Between now and June, we will build and test a basic prototype online diagnostic, which will make best use of existing sources of data, such as Charity Commission accounts and 360Giving. In the first instance, we’re interested in producing as valuable a set of information for social organisations as possible, based on as small an amount of data entry as possible.
This will involve drawing on publicly available data, aggregating and presenting it ways designed to be accessible and informative. We’re also interested to combine such data with other sources, via social organisations themselves, as well as that held by those that fund, invest in or otherwise support them. This could include data collected via existing diagnostic tools, grant applications and monitoring forms.
This obviously raises issues about data sharing permissions and privacy. How can we ensure that any such service exercises its proper duty of care in handling sensitive data, meets regulatory requirements and is trusted to be accurate, up to date and secure? We’re also concerned to challenge ourselves on inclusion: would some organisations be less able to benefit as they are not well-represented in the currently available data? Who might be sidelined by a data-led approach, and what should be done to enable them to join in?
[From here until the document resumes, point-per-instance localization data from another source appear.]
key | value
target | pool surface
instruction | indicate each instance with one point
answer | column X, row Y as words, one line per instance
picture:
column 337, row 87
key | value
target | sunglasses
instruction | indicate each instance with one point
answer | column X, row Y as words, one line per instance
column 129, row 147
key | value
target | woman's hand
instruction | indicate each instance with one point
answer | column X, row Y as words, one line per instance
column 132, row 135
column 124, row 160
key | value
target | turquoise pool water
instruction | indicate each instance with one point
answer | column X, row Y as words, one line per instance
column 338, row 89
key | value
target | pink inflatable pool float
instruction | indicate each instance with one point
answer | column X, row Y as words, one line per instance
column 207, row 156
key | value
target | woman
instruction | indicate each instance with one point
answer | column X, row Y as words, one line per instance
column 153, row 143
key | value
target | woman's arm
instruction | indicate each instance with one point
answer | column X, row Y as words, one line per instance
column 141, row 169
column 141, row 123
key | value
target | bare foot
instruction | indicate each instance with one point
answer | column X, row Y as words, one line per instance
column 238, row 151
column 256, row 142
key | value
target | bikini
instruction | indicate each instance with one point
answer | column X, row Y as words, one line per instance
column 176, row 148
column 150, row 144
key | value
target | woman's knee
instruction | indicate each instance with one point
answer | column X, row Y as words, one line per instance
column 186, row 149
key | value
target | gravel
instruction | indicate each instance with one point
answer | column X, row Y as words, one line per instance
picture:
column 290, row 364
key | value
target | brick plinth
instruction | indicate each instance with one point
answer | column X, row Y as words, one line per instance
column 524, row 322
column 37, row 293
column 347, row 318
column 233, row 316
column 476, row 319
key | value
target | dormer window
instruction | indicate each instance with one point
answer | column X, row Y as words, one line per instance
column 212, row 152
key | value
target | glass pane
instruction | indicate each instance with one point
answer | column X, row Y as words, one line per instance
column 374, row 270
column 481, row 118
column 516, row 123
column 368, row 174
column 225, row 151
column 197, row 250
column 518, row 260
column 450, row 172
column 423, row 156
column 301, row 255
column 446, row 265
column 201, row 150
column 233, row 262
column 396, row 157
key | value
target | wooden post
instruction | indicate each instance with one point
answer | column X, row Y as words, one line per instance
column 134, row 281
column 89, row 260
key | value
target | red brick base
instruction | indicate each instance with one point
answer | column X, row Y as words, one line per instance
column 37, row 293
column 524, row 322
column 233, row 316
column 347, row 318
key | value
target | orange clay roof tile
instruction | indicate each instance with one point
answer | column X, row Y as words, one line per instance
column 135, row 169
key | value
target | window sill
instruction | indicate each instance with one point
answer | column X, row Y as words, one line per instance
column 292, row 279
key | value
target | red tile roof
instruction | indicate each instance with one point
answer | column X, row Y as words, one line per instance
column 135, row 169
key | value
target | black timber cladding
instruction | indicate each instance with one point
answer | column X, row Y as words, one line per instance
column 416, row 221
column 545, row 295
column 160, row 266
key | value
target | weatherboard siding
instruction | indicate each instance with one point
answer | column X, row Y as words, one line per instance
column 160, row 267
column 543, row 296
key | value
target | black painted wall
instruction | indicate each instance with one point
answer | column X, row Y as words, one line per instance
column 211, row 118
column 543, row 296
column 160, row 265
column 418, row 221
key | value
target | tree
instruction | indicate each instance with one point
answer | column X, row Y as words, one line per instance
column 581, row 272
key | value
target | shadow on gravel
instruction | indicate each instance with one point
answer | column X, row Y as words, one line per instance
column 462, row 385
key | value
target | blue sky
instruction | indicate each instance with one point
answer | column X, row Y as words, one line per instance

To help us work through such questions and understand how the service needs to work, we are committed to taking a ‘user-led’ approach – which simply means we’ll be asking the people we want to use the service what they think at every stage. Based on what we learn over the coming weeks, we will develop a strategic plan for an open, shared and collaborative approach to supporting organisational development within the social sector in the UK. We’ll also be running a light-touch ‘concept testing’ survey, to gauge wider interest in such a service and gather suggestions, questions and concerns.
Based on what we learn over the coming weeks, we will develop a strategic plan for an open, shared and collaborative approach to supporting organisational development within the social sector in the UK.
I’ll be posting to this blog regularly to give updates on progress, and would welcome your comments and suggestions.